In [1]:
import itertools
import math
import re
from collections import Counter, defaultdict
from typing import Dict, List, NamedTuple
import json

import numpy as np
from numpy.linalg import norm, svd
from nltk.stem.snowball import SnowballStemmer
from nltk.tokenize import word_tokenize
import nltk
nltk.download('punkt')

[nltk_data] Downloading package punkt to /root/nltk_data...
[nltk_data]   Package punkt is already up-to-date!


True

File IO and processing

In [0]:
class Document(NamedTuple):
    doc_id: str
    category: str
    link: str
    date: str
    headline: List[str]
    short_description: List[str]

    def sections(self):
        return [self.headline, self.short_description]

    def __repr__(self):
        return (f"doc_id: {self.doc_id}\n" +
            f"  category: {self.category}\n" +
            f"  link: {self.link}\n" +
            f"  date: {self.date}" +
            f"  headline: {self.headline}" +
            f"  short_description: {self.short_description}")


def read_stopwords(file):
    with open(file) as f:
        return set([x.strip() for x in f.readlines()])

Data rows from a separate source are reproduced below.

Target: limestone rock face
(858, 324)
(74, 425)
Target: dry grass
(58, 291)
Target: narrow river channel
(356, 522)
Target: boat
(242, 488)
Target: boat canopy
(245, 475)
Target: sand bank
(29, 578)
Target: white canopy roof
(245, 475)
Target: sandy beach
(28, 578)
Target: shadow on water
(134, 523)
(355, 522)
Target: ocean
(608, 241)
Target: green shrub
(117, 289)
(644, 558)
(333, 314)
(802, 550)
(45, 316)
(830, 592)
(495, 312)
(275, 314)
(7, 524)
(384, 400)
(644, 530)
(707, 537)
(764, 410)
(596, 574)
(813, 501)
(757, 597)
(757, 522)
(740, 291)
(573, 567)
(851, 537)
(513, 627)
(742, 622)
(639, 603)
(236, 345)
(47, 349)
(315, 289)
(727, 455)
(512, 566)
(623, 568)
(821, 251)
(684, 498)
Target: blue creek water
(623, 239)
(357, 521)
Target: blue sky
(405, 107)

stopwords = read_stopwords('common_words')

stemmer = SnowballStemmer('english')


def read_docs(file):
    '''
    Reads the corpus into a list of Documents
    '''
    docs = []  # empty 0 index
    categories = set()
    with open(file) as f:
        i = 0
        for line in f:
            json_dict = json.loads(line)
            doc_id = i
            category = json_dict['category']
            categories.add(category)
            link = json_dict['link']
            date = json_dict['date']
            headline = []
            short_description = []

            ws = word_tokenize(json_dict['headline'])
            for word in ws:
                headline.append(word.lower())

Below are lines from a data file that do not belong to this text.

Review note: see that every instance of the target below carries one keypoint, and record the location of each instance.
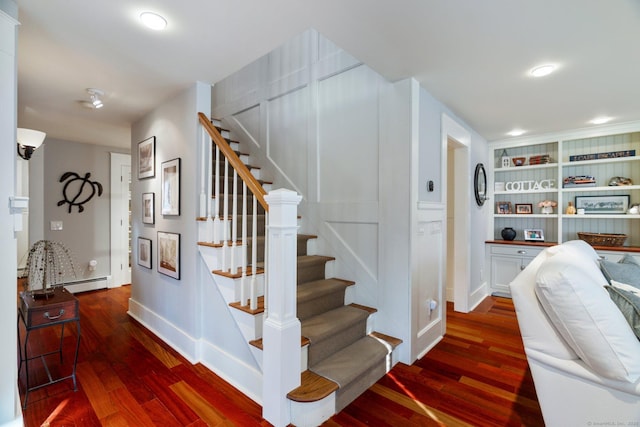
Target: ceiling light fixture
(542, 70)
(153, 21)
(95, 95)
(600, 120)
(28, 140)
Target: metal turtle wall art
(78, 190)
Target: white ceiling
(473, 55)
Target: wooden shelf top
(634, 249)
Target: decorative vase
(547, 209)
(508, 233)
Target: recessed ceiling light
(542, 70)
(153, 20)
(600, 120)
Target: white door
(120, 219)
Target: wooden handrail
(245, 174)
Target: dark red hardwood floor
(477, 375)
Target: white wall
(359, 150)
(168, 306)
(10, 413)
(86, 234)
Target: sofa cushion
(538, 333)
(627, 270)
(627, 298)
(571, 291)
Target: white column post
(281, 331)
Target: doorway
(121, 252)
(455, 149)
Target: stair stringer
(222, 347)
(249, 325)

            ws = word_tokenize(json_dict['short_description'])
            for word in ws:
                short_description.append(word.lower())
            docs.append(Document(doc_id, category, link, date, headline, short_description))
            i += 1

    return docs, categories


def stem_doc(doc: Document):
    return Document(doc.doc_id, doc.category, doc.link, doc.date, *[[stemmer.stem(word) for word in sec]
        for sec in doc.sections()])


def stem_docs(docs: List[Document]):
    return [stem_doc(doc) for doc in docs]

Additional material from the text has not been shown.